Hence no estoppel was erected by that decree, binding the widow, her next of kin, or heirs at law, concluding to the effect that in the money on hand the widow took only a life interest under the will.
Apart from these considerations, the evidence does not show that the funds found after Mrs. Van Hook’s death or then on deposit in bank to her credit were, in whole or in part, funds that came to her from the estate of Robert I. Van Hook, deceased. Perhaps that was its source, but the evidence does not so disclose. From-rents of the real estate she may have gained the funds found after her death. Under the evidence the moneys on deposit in bank and the moneys found about the premises after her death were funds of Mrs. Van Hook’s estate, Subject to distribution to her next of kin and heirs at law. Sewell v. Sewell, 199 Ala. 242, 74 South. 343.

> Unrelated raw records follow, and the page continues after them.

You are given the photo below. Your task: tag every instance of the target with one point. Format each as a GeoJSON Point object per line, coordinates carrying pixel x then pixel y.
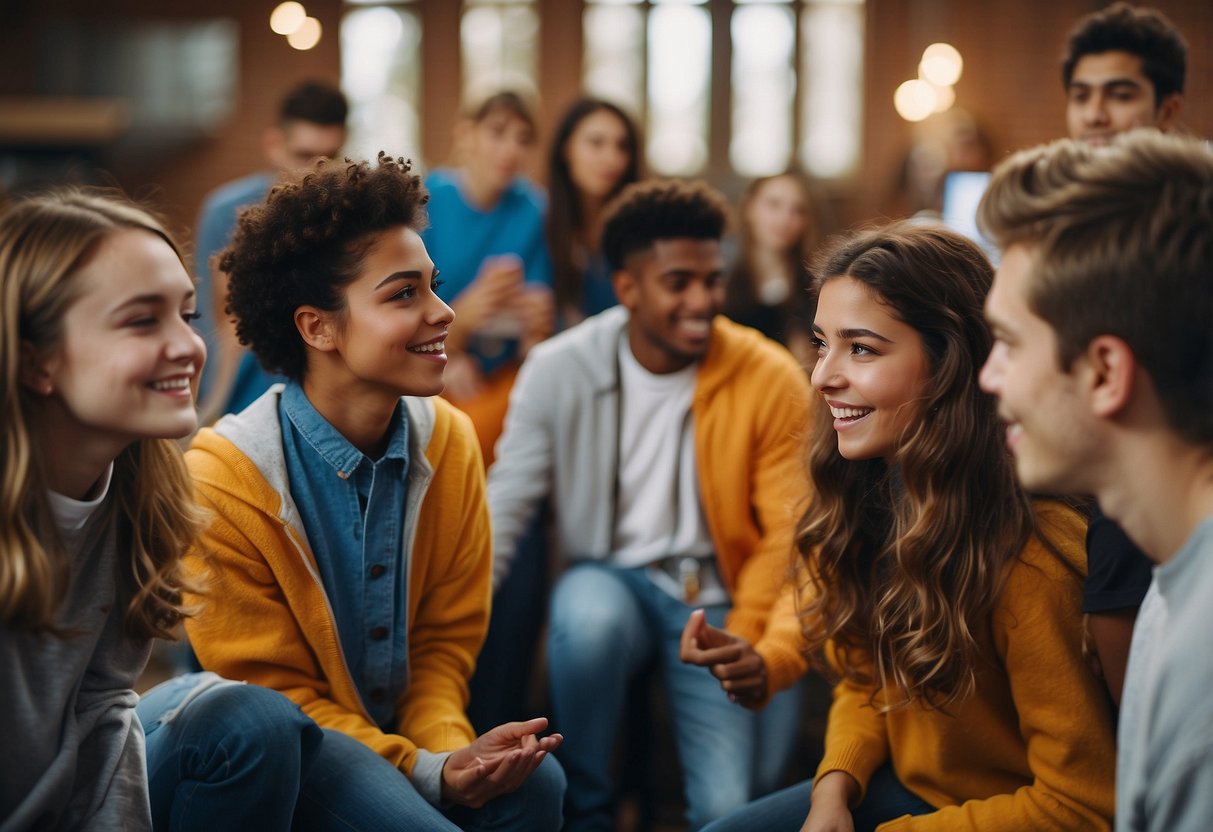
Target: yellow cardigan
{"type": "Point", "coordinates": [1034, 747]}
{"type": "Point", "coordinates": [266, 617]}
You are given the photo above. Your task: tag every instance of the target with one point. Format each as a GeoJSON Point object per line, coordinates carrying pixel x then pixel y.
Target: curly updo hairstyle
{"type": "Point", "coordinates": [306, 243]}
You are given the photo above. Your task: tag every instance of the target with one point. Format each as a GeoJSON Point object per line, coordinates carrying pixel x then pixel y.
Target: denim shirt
{"type": "Point", "coordinates": [353, 514]}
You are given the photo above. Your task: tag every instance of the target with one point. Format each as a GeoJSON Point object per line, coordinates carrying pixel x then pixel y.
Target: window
{"type": "Point", "coordinates": [381, 77]}
{"type": "Point", "coordinates": [795, 80]}
{"type": "Point", "coordinates": [499, 43]}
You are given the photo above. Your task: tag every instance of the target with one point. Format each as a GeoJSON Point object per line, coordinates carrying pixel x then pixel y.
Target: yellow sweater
{"type": "Point", "coordinates": [266, 616]}
{"type": "Point", "coordinates": [1032, 748]}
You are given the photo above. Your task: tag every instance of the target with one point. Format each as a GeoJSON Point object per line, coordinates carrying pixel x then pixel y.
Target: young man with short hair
{"type": "Point", "coordinates": [1103, 364]}
{"type": "Point", "coordinates": [1123, 68]}
{"type": "Point", "coordinates": [668, 443]}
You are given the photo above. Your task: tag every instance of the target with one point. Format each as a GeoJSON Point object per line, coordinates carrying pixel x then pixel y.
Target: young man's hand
{"type": "Point", "coordinates": [496, 763]}
{"type": "Point", "coordinates": [730, 659]}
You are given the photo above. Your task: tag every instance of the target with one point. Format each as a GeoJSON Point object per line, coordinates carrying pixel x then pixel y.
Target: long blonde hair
{"type": "Point", "coordinates": [44, 243]}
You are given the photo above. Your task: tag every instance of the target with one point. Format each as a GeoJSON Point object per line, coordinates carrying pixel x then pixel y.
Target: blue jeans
{"type": "Point", "coordinates": [605, 625]}
{"type": "Point", "coordinates": [351, 787]}
{"type": "Point", "coordinates": [886, 799]}
{"type": "Point", "coordinates": [225, 756]}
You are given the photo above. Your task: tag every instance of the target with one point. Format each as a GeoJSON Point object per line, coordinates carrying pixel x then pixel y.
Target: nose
{"type": "Point", "coordinates": [186, 345]}
{"type": "Point", "coordinates": [1094, 110]}
{"type": "Point", "coordinates": [439, 313]}
{"type": "Point", "coordinates": [826, 374]}
{"type": "Point", "coordinates": [698, 297]}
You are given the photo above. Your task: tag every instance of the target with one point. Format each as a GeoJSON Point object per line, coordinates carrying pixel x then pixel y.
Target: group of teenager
{"type": "Point", "coordinates": [905, 513]}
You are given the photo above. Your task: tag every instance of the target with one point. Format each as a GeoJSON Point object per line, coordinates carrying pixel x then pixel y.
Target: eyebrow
{"type": "Point", "coordinates": [151, 298]}
{"type": "Point", "coordinates": [1077, 84]}
{"type": "Point", "coordinates": [413, 274]}
{"type": "Point", "coordinates": [850, 335]}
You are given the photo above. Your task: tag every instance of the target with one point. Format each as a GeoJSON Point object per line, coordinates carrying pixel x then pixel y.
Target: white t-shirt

For the erroneous pronouncements made in paragraphs 3 and 4 of the decree under review, it is reversed. The cause is remanded for the rendition of a decree in accordance with this opinion. The costs of the appeal will be taxed one-half against the funds of the estate of Robert I. Van Hook, deceased, and one-half against the funds of the estate of Mrs. Van Hook, deceased.
Reversed and remanded.
ANDERSON, O. J., and SOMERVILLE, and THOMAS, JJ., concur.